Es domingo, día de guardar y tal como lo escribí hace una década, se hace necesario pasar de lo fast a lo slow aunque la misión se complique más cada día en medio de la hiper estimulación visual y auditiva en la que vivimos cotidianamente tanto en la realidad como en la virtualidad. Difícil es concentrarse en escribir mientras los vecinos de todas las direcciones contiguas al departamento que habito se empeñan en realizar actividades ruidosas: martillar, escuchar música con alto volumen, dejar ladrar al perro, golpear, gritar, entre otros. Parece que la convivencia sana y civilizada se ha esfumado, que nadie sabe lo que ello significa o que, simplemente es una utopía en una sociedad neurótica.
Quizá por ello es que las experiencias sensoriales se están convirtiendo en una excelente opción para “desconectar” del ruido visual y auditivo. Actividades como el senderismo, el ciclismo de montaña, la meditación al aire libre, las actividades manuales o el teatro, nos obligan a permanecer en tiempo presente sin distractores y nos alejan del cansancio que produce la agitada vida “civilizada” en la que estamos inmersos. Producir, producir y más producir quizá hasta alcanzar el sin sentido.
Para no complicarnos con temas filosóficos o existencialistas me limitaré a decir que, la paz y la tranquilidad originadas en el brevísimo momento de abstracción cuando nos centramos en lo que perciben nuestros sentidos, transforma todo en nuestro sistema nervioso, mente y cuerpo. Lejos de la sobre estimulación, el cuerpo se relaja y entonces llega la lucidez, se abre el espacio necesario para sentir más allá de permanecer en la mente y percibir lo que pasa en nuestro entorno y es entonces que, llega la oportunidad para decidir desde un momento de calma y no desde el estrés.
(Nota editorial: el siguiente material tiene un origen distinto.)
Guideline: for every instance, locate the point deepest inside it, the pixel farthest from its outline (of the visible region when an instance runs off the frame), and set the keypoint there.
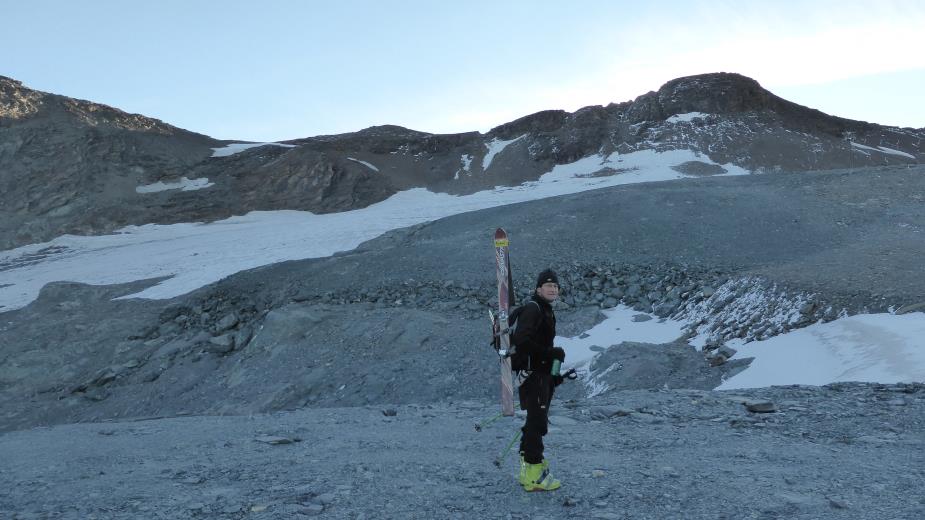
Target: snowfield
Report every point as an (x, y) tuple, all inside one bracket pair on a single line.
[(234, 148)]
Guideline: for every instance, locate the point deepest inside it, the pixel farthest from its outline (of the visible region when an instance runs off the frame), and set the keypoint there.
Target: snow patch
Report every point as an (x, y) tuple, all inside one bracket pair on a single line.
[(364, 163), (633, 167), (496, 146), (882, 149), (891, 151), (183, 184), (882, 348), (743, 302), (234, 148), (617, 327)]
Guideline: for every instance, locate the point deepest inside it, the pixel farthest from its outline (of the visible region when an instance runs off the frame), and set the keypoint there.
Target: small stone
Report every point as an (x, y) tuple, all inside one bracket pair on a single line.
[(325, 498)]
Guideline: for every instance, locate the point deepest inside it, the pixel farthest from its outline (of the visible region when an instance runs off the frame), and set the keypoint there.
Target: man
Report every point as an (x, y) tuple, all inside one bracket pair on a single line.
[(536, 329)]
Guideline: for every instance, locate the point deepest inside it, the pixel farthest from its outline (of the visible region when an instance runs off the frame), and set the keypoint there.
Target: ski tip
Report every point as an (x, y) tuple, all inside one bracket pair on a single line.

Escribir a mano es una habilidad que se aleja cada vez más de nuestro cotidiano, hacerlo en la computadora simplifica tiempo, pero requiere concentración y hoy, de cara al exceso de ruido ambiental concentrarse parece un lujo por el cual tendremos que pagar en muy breve tiempo, porque eso será más simple que pedir a los vecinos ruidosos que consideren que habitan en un condominio y no, en una mansión con metros y metros de separación entre una y otra. ¡Nos leemos a la próxima!